Strike-related instructions to members
Preparing for a strike, being on strike and returning to work after the strike
The industrial action notice, or strike warning, always describes what work the strike applies to. A strike decision by JHL is binding on its members.
A strike warning always indicates the time of day when the strike begins and when work must end. After that time, no one should go to work.
Other JHL members, members of other unions and non-unionised employees are not allowed to do work subject to the strike action.
Work covered by a strike cannot be outsourced to temporary agency workers or other temporary workforce. In accordance with international practices, job agencies must not supply employees to companies subject to a legal industrial action.
Once a strike warning has been issued, you cannot schedule an annual holiday for the strike period.
How to prepare for a strike:
- Work normally in accordance with the shift roster until the strike begins.
- Do not do work in advance.
- You must also not leave any work undone before the strike.
- When you leave the workplace, take with you any personal belongings that you need during the strike. At the employer’s request, you must hand over any fringe benefits (such as a phone or computer).
- Check that you have the contact information of your shop steward and/or strike committee.

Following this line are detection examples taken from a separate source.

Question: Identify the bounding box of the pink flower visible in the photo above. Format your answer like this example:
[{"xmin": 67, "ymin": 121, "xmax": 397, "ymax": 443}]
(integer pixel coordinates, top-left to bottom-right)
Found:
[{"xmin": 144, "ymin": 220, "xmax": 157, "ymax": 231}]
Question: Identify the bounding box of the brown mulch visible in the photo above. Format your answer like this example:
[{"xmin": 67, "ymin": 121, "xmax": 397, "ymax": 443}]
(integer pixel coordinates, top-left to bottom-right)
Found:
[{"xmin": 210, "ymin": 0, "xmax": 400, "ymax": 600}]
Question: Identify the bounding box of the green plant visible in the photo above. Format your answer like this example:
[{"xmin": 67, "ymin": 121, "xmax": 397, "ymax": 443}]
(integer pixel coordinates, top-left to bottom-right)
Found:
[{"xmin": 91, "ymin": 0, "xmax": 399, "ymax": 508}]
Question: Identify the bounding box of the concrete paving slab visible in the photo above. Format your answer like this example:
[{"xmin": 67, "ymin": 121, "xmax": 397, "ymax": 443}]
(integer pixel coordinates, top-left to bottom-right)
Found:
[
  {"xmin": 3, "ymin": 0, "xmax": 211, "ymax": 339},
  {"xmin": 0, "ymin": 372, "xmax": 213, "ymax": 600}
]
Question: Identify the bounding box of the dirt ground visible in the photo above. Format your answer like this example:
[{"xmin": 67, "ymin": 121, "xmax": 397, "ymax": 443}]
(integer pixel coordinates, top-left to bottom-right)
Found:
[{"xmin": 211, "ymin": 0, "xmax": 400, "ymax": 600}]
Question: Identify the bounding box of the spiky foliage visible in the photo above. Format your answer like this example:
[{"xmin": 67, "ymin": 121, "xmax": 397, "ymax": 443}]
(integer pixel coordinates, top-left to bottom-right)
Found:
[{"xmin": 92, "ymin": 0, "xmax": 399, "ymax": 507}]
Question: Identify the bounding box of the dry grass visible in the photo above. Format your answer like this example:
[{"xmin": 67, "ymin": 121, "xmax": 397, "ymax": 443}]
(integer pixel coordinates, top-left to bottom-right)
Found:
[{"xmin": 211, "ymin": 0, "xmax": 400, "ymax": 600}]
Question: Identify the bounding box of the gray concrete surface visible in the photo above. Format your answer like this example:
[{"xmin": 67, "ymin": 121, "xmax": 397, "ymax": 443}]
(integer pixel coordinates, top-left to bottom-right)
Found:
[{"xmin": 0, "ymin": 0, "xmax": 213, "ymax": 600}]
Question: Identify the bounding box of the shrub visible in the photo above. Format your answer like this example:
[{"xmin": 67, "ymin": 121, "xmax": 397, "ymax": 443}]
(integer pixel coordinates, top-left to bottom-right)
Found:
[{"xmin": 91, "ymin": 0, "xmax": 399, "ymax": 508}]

- Follow the union’s communications: JHL’s website, social media channels, member letters and other communications. Your shop steward will give you more information.
- Check your membership information in myJHL (e-mail address, phone number, employer, workplace, occupation). In the event of a strike, we will send messages to members’ personal e-mail addresses and phone numbers.
- Check your membership information in myJHL.
- Also recommend your non-unionised co-workers to join the union.
- Follow the union’s instructions
- Participate in monitoring the strike by, say, being a picketer or a picketer supporter
- Prepare in advance and notify the shop steward and/or strike committee if the employer tries to exert pressure.
- Attend strike meetings
- JHL members who are not on strike will continue to do their own work, they do not do the work of those on strike.
- Follow the union’s communications
- Remember that the only reliable source of information during the industrial action is the union.
Do not do work that is covered by the strike!
Remember that the employer must not exert any pressure on you in any way if you are taking part in a union-organised industrial action! JHL is prepared for countermeasures. For more information, contact your shop steward or the regional office.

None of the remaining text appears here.